My mom sent me a text last night that struck a nerve with me (don’t worry, mom – not in a bad way). Hardest job you’ll ever have, she said. Jamie and I have talked before about how sometimes parenting feels just like that. A job. And I feel guilty every time I think of it that way. To be honest, 90% of our moments with our daughter are filled with the purest, most simple joy. We are in awe almost every single day over the new things she can do. Just this morning I took three minutes worth of videos of her having her first “conversation” with Jamie and saying “hello” to her grandparents. It was adorable; We were belly-laughing.
My body recovered in lightning speed after her birth, we’ve had tons of help from friends and family, and for the most part life has gotten back to normal. 90% of the time.
But let me be real. That other 10% can be a doozy. Walking around for an hour because that’s the only thing that will make her happy. Bouncing her on my knee for the 15th time. Errands that take twice as long because “just running into a store real quick” just doesn’t happen anymore. Starting dinner prep at 1 p.m. because I don’t know if she’ll be able to entertain herself at the same time that I’ll want to cook dinner later. Not sleeping eight hours straight for over three months.
I don’t really know how to be a parent. I don’t know what my policies are about spanking and grounding later on, I don’t know when I’m going to introduce her to real food or even how to do it, I am not prepared to baby-proof my house. I am terrified of making a mistake and I am terrified that my mistakes could hurt her. And in my lowest moments, I sometimes feel like I’m the only one in the world who has ever felt these things.
Jamie and I have decided we are selfish. We’d love to try out the new hot yoga place down the street together, but we realized that we can’t. Hadley. We get annoyed when the other one can’t entertain her when we want to get our workouts in. Also, let me just get this off my chest and confess – I almost cried when it took 3.5 hours to watch the season premier of The Bachelor because she was seven weeks old and just wanted to holler for the night. Selfish selfish, Erica.
But I know that I seriously love this child, and so does Jamie. A love that makes us feel horrible for being selfish and want to put her first 110% of the time.
If I had a penny for every time we’ve said “Oh my gosh, we made her” or commented about how mind-boggling it is that she’s half of each of us, we’d have a lot of moolah.

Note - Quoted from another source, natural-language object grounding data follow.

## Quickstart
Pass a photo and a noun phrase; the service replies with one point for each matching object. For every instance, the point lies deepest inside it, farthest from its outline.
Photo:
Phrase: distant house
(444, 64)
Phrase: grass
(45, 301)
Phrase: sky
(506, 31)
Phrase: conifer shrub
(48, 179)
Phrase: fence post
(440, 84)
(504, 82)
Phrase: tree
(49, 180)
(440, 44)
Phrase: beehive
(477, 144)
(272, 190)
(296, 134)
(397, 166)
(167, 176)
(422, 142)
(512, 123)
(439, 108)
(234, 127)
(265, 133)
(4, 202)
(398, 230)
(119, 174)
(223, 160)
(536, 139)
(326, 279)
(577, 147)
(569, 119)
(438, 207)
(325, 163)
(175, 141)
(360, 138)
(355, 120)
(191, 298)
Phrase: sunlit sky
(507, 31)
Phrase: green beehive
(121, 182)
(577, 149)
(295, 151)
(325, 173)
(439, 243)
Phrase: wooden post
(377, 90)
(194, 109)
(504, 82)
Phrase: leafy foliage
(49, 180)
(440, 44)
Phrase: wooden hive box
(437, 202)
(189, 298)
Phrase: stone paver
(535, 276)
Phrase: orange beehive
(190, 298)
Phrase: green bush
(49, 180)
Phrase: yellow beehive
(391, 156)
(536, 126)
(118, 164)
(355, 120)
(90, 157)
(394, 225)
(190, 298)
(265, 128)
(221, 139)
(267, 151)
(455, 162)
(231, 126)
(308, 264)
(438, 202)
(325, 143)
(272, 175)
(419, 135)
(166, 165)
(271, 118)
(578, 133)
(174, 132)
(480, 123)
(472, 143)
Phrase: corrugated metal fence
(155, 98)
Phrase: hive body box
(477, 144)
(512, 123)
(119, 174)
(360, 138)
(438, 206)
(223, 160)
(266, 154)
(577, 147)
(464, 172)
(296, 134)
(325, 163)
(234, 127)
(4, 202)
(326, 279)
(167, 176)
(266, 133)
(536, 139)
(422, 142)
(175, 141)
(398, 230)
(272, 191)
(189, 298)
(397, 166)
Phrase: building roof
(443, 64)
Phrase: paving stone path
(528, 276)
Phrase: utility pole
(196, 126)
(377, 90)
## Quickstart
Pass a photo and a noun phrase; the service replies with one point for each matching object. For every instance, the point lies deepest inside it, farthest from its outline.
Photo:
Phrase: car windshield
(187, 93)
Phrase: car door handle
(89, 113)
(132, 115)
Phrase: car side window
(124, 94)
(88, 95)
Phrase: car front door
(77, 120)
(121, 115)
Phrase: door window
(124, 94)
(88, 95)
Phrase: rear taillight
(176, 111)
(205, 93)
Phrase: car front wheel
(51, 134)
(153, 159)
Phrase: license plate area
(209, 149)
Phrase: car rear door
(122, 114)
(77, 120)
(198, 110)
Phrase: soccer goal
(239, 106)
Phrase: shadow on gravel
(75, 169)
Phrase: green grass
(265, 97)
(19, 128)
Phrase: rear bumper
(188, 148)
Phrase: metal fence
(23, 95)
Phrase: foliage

I understand what people are saying when they talk about their child being the best thing that’s ever happened to them. The idea that, God-willing, I get to spend the rest of my life with her in it makes my heart swell. She is so cool.
I have literally never laid my eyes on a better sight than when her big blue eyes catch mine and she smiles her huge toothless grin on purpose. In those frequent moments, life feels is perfect.
Last night Jamie and I were praying about and talking about Hadley’s upcoming baby dedication on Sunday. We are pumped to commit before our church family, our parents, and our friends to raise Hadley in a Godly home that encourages her personal relationship with the Lord. Despite the harder moments of parenting, we both know, and have always known, that we were made to be parents. Our desire to be great parents is probably what beats us up the most; We do not want to fail her and criticize ourselves for every negative thought.
So this is me being real about my rollercoaster of being a first-time mom. Despite all of the viral blog posts I’ve read about “the things no one told you about being a parent”, I still didn’t realize that it would sometimes be so challenging.
But I wouldn’t trade this journey for absolutely anything. Honestly. I haven’t had so much mid-day prayer in my life. I can’t count how many times I’ve stopped while holding her or looking at her and just thanked God for blessing us with her and all that she is. Hadley is our miracle and my dream come true; I have dreamt of a daughter my entire life.
My marriage is stronger because of Hadley; She brings Jamie and I together like no other experience has. Sharing my tears and my daily belly-laughs with him is the best.